Understanding this sequence explains why the prerequisites and time-based limitations below matter: watermarks are only embedded from the moment the feature is enabled.
Limitations
-
DataWorks supports data lineage only for CSV files smaller than 200 MB.
-
Only users with the security administrator role can use the data lineage feature.
-
Data lineage covers only access operations performed after the data watermark feature is enabled. Operations that occurred before the feature was turned on are not traceable, and starting a lineage task later does not change this.
For example, if you enable the data watermark feature on February 1, any queries performed on January 31 cannot be traced — even if you run a lineage task afterward.
Create and run a lineage task
-
In the left navigation pane, click Data Traceability.
-
Click Create Data Lineage Task.
-
In the Lineage Task dialog box, click Upload File and select the leaked CSV file from your computer. After the upload completes, you can Replace or Download the uploaded file.

-
Click Start Lineage to begin the task.
The lineage task may take some time to complete.
View possible leak sources
The Data Lineage page lists all completed lineage tasks with their Lineage Date and Lineage File. Tasks are sorted from newest to oldest. To find a specific task, enter a keyword in the search box — the search uses fuzzy matching against file names.

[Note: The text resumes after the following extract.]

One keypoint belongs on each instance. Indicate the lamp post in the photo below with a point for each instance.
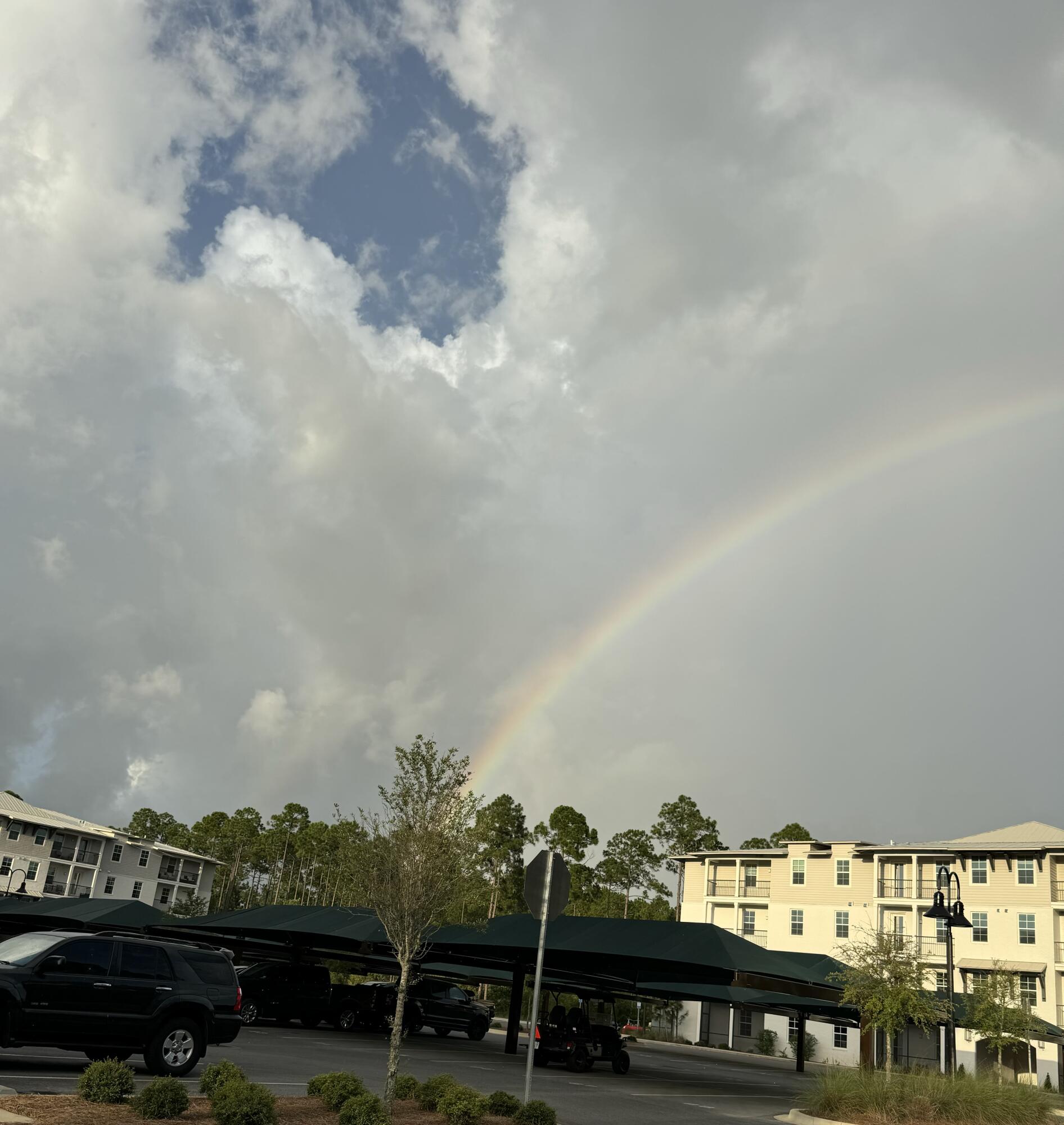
(945, 910)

To investigate a specific task, click the
icon in the Actions column. The lineage details page helps you answer two questions: who accessed the data, and when and how they accessed it.
-
Likelihood — DataWorks ranks each potential owner by the probability that their access produced the leaked file. Start with the highest-likelihood entry.
-
Operation Time — The timestamp of the access operation.
-
Operation Command — The specific operation performed (for example, a query or download).
FAQ
The lineage task completed, but Possible Leak Source shows No Result. What should I check?

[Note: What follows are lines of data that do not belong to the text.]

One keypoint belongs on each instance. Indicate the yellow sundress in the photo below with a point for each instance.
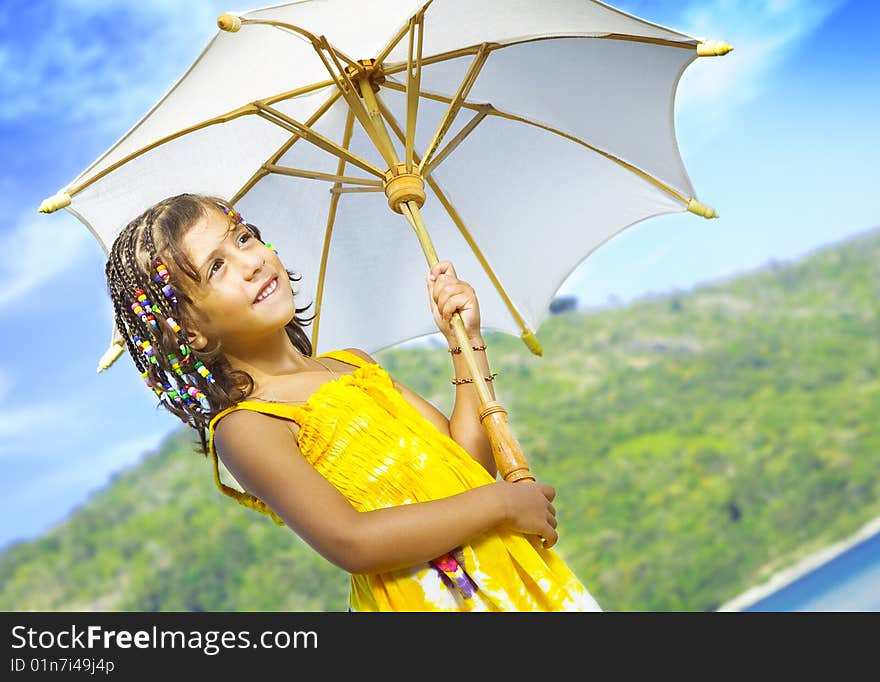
(363, 436)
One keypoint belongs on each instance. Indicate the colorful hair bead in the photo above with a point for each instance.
(172, 393)
(175, 364)
(162, 279)
(157, 391)
(201, 369)
(232, 213)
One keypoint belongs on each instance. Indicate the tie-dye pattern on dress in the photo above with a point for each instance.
(379, 451)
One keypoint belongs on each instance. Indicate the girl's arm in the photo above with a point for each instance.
(262, 454)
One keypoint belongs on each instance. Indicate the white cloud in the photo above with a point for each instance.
(6, 382)
(104, 61)
(36, 252)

There are three common reasons:
-
Insufficient data volume. The watermark extraction algorithm requires enough unique data to reconstruct the watermark reliably. Use a file that contains more than 500 unique data entries and run the task again.
-
The data does not belong to your tenant. Confirm that the file you uploaded was originally produced from data in your own tenant, not from an external organization.
-
The file does not contain watermark information. This happens when the data was accessed before the data watermark feature was enabled, or when the breach originated in an external system rather than through DataWorks. Check whether the data watermark feature is enabled for the relevant data detection rule — see Create a data masking rule. If the feature was not enabled at the time of access, those operations are not traceable.